STF revigora lei que garante imunidade ao exercício da advocacia

Por unanimidade, o Supremo Tribunal Federal (STF) julgou procedente a ação movida pela OAB para restabelecer, no Estatuto da Advocacia, o dispositivo que assegura a imunidade profissional do advogado. Esse dispositivo havia sido declarado revogado sem que tivesse sido votado pelo Congresso Nacional.

O julgamento ocorreu na Ação Direta de Inconstitucionalidade (ADI) 7231, de relatoria do ministro Flávio Dino. Nela, a OAB questionava a revogação dos parágrafos do Estatuto da Advocacia que tratavam da imunidade profissional — em especial o trecho que afastava a tipificação de injúria, difamação ou desacato no exercício da atividade advocatícia. A Advocacia-Geral da União (AGU) e a Procuradoria-Geral da República (PGR) se manifestaram pela procedência do pedido.
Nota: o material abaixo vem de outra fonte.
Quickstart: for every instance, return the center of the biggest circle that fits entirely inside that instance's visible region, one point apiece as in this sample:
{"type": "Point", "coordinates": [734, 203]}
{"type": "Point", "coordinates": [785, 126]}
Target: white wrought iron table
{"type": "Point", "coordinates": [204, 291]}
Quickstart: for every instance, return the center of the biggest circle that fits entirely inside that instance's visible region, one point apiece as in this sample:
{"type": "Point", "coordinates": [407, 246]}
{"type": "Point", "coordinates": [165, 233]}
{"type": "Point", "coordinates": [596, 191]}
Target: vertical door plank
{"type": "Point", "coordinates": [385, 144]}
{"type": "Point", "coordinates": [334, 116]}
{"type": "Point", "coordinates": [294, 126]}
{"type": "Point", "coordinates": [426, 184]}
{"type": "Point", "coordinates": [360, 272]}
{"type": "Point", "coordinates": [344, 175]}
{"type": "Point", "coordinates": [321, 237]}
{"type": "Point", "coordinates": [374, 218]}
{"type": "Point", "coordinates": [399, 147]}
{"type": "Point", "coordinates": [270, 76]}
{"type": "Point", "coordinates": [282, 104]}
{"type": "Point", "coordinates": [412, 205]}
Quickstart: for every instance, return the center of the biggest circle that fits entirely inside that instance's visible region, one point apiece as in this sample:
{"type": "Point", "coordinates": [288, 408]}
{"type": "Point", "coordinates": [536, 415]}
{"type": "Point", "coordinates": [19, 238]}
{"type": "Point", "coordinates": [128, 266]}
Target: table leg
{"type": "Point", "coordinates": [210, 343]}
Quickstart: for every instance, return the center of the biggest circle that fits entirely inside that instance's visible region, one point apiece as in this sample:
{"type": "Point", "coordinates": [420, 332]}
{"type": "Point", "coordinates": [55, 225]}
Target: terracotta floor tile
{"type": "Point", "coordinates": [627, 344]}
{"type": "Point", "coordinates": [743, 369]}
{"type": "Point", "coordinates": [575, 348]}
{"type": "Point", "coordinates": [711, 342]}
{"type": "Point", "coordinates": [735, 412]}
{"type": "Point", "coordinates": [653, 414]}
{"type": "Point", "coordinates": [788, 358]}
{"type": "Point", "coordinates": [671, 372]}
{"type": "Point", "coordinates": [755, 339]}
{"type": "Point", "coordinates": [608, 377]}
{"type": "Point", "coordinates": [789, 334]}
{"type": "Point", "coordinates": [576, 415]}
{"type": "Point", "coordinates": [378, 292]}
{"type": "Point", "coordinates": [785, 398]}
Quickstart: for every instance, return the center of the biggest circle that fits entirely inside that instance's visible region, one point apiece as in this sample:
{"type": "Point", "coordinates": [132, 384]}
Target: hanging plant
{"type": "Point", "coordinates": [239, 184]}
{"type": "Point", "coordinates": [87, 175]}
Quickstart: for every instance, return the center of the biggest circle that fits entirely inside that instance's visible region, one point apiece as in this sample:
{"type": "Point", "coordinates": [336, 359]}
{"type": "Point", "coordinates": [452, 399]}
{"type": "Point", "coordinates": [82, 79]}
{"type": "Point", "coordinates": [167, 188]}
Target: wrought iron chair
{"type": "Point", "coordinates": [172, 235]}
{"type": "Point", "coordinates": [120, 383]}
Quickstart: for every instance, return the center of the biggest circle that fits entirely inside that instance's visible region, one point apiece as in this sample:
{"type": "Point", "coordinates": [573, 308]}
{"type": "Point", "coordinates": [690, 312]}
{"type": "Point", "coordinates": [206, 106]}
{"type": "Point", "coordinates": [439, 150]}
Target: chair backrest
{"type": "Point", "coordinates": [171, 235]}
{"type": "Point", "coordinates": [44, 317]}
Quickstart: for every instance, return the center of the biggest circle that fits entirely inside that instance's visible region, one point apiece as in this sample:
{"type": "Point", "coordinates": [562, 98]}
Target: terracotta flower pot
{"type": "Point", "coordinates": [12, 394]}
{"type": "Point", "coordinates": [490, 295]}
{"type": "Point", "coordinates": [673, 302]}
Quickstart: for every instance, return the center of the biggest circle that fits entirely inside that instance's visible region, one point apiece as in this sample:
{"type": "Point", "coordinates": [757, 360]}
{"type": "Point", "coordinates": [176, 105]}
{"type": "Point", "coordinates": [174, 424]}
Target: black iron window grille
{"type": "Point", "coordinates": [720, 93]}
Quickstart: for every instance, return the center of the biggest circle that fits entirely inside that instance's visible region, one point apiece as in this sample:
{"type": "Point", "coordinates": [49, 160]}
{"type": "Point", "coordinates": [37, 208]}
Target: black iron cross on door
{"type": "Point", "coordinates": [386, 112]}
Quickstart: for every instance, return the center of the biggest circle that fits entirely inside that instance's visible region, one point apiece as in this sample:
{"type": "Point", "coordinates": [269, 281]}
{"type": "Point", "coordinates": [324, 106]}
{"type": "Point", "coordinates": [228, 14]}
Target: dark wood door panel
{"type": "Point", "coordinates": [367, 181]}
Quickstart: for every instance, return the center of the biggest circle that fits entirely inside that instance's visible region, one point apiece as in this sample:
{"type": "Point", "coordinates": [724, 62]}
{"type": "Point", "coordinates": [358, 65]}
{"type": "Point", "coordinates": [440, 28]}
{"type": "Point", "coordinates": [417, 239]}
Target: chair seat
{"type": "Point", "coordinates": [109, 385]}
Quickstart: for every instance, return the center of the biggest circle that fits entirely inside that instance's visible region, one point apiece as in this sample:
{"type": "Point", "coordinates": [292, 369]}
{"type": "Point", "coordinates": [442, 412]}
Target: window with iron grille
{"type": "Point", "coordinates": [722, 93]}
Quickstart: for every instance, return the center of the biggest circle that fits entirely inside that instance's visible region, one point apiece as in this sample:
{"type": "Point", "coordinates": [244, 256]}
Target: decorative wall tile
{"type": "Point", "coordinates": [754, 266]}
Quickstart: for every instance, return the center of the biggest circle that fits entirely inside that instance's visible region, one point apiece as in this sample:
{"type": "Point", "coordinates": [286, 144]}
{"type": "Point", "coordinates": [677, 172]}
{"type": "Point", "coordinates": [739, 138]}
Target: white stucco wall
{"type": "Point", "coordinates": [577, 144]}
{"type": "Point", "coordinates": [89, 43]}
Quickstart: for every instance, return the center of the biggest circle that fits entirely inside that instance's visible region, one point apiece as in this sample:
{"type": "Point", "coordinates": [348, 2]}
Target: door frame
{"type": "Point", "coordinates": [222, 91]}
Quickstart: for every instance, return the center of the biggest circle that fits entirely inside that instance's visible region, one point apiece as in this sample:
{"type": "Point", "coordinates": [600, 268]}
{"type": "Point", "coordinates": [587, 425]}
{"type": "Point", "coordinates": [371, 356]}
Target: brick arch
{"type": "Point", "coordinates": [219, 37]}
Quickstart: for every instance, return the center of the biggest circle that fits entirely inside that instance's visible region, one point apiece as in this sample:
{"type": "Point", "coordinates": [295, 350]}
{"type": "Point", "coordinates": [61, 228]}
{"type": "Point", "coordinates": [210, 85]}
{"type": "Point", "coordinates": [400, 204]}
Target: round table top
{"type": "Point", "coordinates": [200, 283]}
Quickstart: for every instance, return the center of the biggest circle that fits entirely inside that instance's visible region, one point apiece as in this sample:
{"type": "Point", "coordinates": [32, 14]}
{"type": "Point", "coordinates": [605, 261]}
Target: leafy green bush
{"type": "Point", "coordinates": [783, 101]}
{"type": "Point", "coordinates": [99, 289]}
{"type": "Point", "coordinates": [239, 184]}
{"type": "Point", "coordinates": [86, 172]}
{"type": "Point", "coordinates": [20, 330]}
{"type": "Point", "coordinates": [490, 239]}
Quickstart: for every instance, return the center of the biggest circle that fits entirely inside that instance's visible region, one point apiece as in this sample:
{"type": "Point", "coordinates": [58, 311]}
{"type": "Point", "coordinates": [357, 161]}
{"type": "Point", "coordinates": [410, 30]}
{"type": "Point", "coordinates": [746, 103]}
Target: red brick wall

O STF declarou formalmente inconstitucional o artigo 2º da Lei 14.365/2022, exclusivamente no ponto em que revogava os parágrafos 1º e 2º do artigo 7º da Lei 8.906/1994 (Estatuto da Advocacia), restabelecendo a vigência dos referidos dispositivos.

Para o presidente do Conselho Federal da OAB, Beto Simonetti, “a decisão deixa claro que o advogado não pode ter suas prerrogativas profissionais violadas. A imunidade da advocacia é uma conquista que jamais deve ser flexibilizada, menos ainda revogada”.

De acordo com o procurador constitucional da OAB, Marcus Vinícius Coêlho, “as prerrogativas da classe, principalmente a imunidade, são exercidas pela advocacia, mas pertencem ao cidadão que é defendido pelo profissional. A OAB possui esse trabalho vitorioso em defesa da classe”.